When the adults finally found us, this story perfectly proved their negligence. My mom was horrified. To this day when I see the host family, I like to remind them that I used their garden as a toilet. Why you might ask? Well, I don’t know. Why am I sharing this now? Why was my last post about bloody noses?
The next incident involves my same cousin, mom and aunt. We decided to go kayaking, and on the way there, we made the mistake of eating some very greasy cheeseburgers and fries. Just as we could no longer see the kayak rental place, just as we were really out at sea, all four of us had to “make shits.” That’s what my mom called it when I suggested we just jump in the water and do like the whales. My mom guffawed and not because of its potential environmental impact. “You can’t make shits in the water!” she said. I was pretty sure this wasn’t true because one of my earliest memories is of making shits in the bathtub.
My aunt and mom kayaked back to shore, disgusted by their progeny. Their urge to find a bathroom was so strong that they didn’t really consider what their daughters planned to do. Left to our own devices, my cousin and I paddled to the closest beach–never mind that it was private. There, beneath a multi-millionaire dollar beach house, we pooped in unison, much like we had at our grandparents’ wake. This time it was less shameful and more exhilarating and hilarious. Pooping in public is really liberating and the ultimate rebellion. I suggest you try it.

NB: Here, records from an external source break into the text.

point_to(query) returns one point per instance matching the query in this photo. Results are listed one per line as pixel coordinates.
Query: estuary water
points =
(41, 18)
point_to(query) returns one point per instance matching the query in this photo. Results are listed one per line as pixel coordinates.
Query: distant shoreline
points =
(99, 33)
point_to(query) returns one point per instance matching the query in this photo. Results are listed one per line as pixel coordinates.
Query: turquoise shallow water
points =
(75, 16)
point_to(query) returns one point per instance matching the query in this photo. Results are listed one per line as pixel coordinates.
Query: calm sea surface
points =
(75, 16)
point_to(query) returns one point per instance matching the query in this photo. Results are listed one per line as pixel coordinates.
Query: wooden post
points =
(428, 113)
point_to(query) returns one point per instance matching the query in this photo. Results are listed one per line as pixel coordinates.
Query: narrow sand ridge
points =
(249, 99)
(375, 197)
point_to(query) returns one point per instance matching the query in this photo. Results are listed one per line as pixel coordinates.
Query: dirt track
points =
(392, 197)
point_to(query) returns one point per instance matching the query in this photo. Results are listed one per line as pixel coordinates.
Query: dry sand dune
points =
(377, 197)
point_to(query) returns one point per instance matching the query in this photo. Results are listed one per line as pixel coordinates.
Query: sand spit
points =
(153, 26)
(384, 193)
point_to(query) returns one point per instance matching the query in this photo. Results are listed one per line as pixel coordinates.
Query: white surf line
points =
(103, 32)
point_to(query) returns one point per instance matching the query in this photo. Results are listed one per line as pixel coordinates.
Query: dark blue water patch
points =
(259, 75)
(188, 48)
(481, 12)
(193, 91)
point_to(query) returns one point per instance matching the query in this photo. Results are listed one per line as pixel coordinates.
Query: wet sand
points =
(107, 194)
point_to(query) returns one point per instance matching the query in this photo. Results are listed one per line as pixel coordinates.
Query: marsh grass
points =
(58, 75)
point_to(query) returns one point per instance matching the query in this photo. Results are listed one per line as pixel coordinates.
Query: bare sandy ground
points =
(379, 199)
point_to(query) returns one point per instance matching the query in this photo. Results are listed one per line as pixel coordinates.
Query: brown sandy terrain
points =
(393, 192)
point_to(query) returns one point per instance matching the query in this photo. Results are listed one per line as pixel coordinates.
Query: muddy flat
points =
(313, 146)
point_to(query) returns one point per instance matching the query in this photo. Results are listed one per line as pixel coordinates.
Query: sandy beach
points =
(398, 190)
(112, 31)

Families introduce you to poop–they teach you how to approach it. Is it shameful or humorous? They often have their own poop language–the baby talk used while potty training. If you’re lucky this language goes away. When I was very small, so small that I hadn’t learned the word for fart, I called it a “poopie sound.” My parents found this adorably hilarious, and they liked it so much that they also started calling farts “poopie sounds.” So when I was five and having dinner at a friend’s house, and I farted, it was just the beginning of the humiliation. Thankfully they laughed and started teasing me about farting, but I was mystified. What was this farting they talked of? I quickly tried to apologize for my poopie sound and move on, but now they were laughing all over again and for a different reason. Poopie sound?! That’s when I must have first realized that my family, that all families, are odd tribes with their own customs.